Hi,
after 20% progress in the test for the Super Constellation, as Ivan the Terrible would voice it: 'I think, I am onto something...'
First, a highlight about the hex score encoding method: the heavy weight byte relates to pawn-units whilst the light byte relates to the decimal fraction of the score.
Code:
e.g.:
&h8100-&h8000=&h0100 which is 256 in dec. base. Divided by 256 provides 1 pawn-unit as the score.
The figure "1" can be read directly on the right of the "8".
A 5 pawn-units score (one rook advantage) is &h8500.
Negative scores are just symetrical, -1 pawn-unit is &h7F00.
The light byte part of the score can range from &h00 to &hFF, thus 0 to 255, which is <1 once divided by 256,
therefore it stores the decimal part of the score.
Now, to the point: I noticed a blatant behavior discrepancy about the score management of the Super Constellation, compared to the Constellation Expert.
With the Expert, the score evolves in a very usual way, along with the computing time and depth reached: the light byte changes more frequently than the heavy byte.

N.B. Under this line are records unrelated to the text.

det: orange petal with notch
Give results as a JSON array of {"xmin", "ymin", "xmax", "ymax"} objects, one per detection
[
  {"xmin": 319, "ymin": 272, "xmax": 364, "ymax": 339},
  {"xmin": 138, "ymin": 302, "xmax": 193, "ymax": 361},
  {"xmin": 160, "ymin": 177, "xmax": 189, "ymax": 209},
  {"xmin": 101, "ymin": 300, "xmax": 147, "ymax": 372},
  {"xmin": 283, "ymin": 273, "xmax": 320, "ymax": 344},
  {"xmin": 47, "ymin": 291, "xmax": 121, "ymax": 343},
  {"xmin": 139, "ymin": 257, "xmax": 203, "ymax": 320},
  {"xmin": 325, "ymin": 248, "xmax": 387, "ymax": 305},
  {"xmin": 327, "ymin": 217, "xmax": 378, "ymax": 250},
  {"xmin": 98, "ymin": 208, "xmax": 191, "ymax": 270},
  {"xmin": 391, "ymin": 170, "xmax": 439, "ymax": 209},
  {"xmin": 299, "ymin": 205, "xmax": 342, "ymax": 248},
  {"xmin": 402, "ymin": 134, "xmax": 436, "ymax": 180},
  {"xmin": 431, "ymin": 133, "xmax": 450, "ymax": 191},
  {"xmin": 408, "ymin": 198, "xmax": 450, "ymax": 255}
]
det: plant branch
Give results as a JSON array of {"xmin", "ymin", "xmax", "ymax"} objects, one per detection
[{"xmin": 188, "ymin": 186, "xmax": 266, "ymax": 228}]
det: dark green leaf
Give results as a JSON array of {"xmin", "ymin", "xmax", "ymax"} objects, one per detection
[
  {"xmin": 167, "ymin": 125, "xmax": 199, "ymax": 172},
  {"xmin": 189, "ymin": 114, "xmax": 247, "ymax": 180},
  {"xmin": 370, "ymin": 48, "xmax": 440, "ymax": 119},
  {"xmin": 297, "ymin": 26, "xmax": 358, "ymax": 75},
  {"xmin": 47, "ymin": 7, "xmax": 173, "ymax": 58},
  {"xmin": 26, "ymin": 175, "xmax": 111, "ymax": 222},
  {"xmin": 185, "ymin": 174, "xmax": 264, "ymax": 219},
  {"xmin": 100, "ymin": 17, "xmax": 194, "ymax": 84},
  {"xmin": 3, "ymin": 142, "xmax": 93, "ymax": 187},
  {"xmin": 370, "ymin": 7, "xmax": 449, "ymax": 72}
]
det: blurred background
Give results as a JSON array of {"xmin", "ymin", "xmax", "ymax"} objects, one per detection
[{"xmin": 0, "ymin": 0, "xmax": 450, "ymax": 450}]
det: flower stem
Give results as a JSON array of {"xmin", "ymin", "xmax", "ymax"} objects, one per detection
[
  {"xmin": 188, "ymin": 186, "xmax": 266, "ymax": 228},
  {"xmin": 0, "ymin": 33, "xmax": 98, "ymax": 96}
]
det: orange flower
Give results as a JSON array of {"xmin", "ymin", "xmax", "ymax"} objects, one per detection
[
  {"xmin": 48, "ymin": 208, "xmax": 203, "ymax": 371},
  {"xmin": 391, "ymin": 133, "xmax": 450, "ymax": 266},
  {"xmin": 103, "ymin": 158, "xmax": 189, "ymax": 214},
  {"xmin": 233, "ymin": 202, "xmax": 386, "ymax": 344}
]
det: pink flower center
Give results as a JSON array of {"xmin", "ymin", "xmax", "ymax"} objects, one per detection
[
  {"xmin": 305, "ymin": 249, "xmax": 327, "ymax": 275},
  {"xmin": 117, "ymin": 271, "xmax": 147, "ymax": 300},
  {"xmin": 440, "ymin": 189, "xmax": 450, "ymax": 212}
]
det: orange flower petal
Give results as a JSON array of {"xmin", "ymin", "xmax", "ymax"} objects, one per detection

To apply a change to the heavy byte, the search needs to identify a change in the material balance, or to consider a large impact from positional change(s). Many variations within the search tree only provide small adjustments to the score, thru positional evaluation.
With the Super Constellation, the behavior follows another way: after a few seconds the score gets steady (due to the selection of the best move so far) and from then, the light byte value does not change any more. Along with the computing time and depth, the heavy byte may change (an in-depth capture being discovered), but the light weight byte is not any more changed by any positional concern. As far as I could check, it only may change along with a change in the material score, which I assume is a change in the root best move so far.
To my understanding, this reveals a PSH strictly applied either at root or at low depth in the search tree, providing a positional score per root move, followed by a material trading evaluation only for the rest of the tree search.
On another hand, the Constellation Expert is deemed to benefit from an improved positional play, and the fact is its score can be positionally refined much deeper within the search tree.
This is just all my understanding, but anyone can experiment in this field using the debug mode of the emulator; feel welcome to share your own outcomes!